Lors de ces élections législatives, le Pacte historique avait pu récupérer, via des procédures judiciaires, près de 600 000 voix initialement « disparues » dans le comptage.
Le 19 juin, 80 000 observateur·rices du Pacte étaient à nouveau déployé·e·s. La victoire de Petro a tenu à 700 000 voix. On peut légitimement penser que l’ingénieuse « Stratégie de protection du vote » a fait basculer l’Histoire en faveur de la gauche.
La mobilisation de las y los nadie dans l’entre-deux-tours
Malgré le fort taux de participation au 1er tour (54,9 %), il était clair que Petro ne pouvait gagner qu’en mobilisant encore davantage les abstentionnistes. La figure de Francia Marquez, sa future vice-présidente, a permis de tenir cette gageure, en générant une forte identification au sein des populations pauvres et racisées.
Marquez, femme issue du mouvement social et environnementaliste des communautés noires de la région pacifique, a été travailleuse des mines d’or d’extraction artisanale et employée domestique.

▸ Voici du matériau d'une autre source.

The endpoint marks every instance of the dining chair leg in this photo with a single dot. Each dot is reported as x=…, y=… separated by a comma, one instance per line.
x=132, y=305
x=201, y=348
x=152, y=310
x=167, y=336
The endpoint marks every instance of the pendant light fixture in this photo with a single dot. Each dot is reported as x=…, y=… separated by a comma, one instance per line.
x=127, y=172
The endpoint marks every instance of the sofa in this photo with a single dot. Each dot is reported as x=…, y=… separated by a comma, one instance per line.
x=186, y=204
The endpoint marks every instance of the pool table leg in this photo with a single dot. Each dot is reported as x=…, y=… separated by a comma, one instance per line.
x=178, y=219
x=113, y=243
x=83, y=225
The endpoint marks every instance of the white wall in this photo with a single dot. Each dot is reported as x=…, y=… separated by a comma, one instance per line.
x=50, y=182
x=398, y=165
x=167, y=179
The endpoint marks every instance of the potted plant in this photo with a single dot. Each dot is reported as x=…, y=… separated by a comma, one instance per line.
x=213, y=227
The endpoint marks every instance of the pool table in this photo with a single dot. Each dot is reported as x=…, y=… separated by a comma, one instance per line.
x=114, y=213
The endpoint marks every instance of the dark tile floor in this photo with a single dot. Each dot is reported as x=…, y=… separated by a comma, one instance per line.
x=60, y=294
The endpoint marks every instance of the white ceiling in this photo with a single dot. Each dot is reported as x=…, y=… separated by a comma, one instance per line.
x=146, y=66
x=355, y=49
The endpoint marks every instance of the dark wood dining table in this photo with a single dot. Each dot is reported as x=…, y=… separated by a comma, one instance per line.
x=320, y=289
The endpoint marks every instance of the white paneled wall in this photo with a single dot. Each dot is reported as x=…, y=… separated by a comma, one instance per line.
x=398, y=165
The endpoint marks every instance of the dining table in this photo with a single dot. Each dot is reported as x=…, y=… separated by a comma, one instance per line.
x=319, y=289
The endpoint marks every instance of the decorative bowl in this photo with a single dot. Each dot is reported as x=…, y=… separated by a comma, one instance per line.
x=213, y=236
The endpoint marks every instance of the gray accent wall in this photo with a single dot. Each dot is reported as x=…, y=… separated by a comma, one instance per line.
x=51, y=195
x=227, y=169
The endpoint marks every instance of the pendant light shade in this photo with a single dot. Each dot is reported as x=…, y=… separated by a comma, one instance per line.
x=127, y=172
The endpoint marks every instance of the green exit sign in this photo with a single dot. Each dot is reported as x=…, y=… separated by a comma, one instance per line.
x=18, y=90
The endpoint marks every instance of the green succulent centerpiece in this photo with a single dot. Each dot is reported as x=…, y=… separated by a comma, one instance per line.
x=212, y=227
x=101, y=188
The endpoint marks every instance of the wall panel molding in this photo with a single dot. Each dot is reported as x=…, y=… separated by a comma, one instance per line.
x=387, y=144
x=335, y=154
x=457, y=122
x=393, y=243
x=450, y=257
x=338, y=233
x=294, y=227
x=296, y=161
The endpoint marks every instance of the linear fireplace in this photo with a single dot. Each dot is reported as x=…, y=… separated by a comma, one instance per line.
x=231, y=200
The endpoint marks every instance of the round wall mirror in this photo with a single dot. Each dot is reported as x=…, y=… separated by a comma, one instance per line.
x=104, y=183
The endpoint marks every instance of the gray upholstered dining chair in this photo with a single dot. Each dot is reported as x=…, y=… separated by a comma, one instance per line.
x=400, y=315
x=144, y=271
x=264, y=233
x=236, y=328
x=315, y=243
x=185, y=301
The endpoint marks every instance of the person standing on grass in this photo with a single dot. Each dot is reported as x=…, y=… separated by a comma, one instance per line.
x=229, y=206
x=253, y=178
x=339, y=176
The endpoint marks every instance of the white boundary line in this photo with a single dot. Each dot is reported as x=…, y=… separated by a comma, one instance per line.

Elle a focalisé son discours de campagne sur le fait qu’elle représente dans sa chair las y los nadie – « celles et ceux qui ne sont rien ».
Face au risque de défaite de Petro à l’issue du premier tour, de larges secteurs des classes populaires se sont investis de la mission de sauver « leurs » candidat·e·s. La campagne a alors pris un tournant largement désinstitutionnalisé, sous la forme d’une mobilisation de sympathisant·e·s déconnecté·e·s de la campagne officielle, se mobilisant spontanément chaque jour dans les rues, sur les marchés, dans les transports publics.
Le 19 juin, après parfois un ou deux jours de marche, de traversées en pirogues et en chivas, ou comptant sur les allers-retours solidaires de celles et ceux possédant des voitures ou des motos pour transporter ami·e·s et voisin·e·s, des centaines de milliers d’exclu·e·s qui n’avaient encore jamais voté ont pu accéder jusqu’aux bureaux de vote.
Ce sursaut de las y los nadie a repoussé les limites de la participation électorale en Colombie, qui a atteint le record de 58,09 %. 2,7 millions de votes supplémentaires en faveur de la gauche, dont une très grande partie issue géographiquement des côtes pacifiques et caraïbes, ont permis au ticket Petro-Marquez de devancer d’une courte tête Hernandez, sur lequel s’était effectivement reporté l’entièreté des voix de la droite traditionnelle.
La victoire de la gauche aurait été impossible sans cette mobilisation à l’arrachée de « celles et ceux qui ne sont rien ».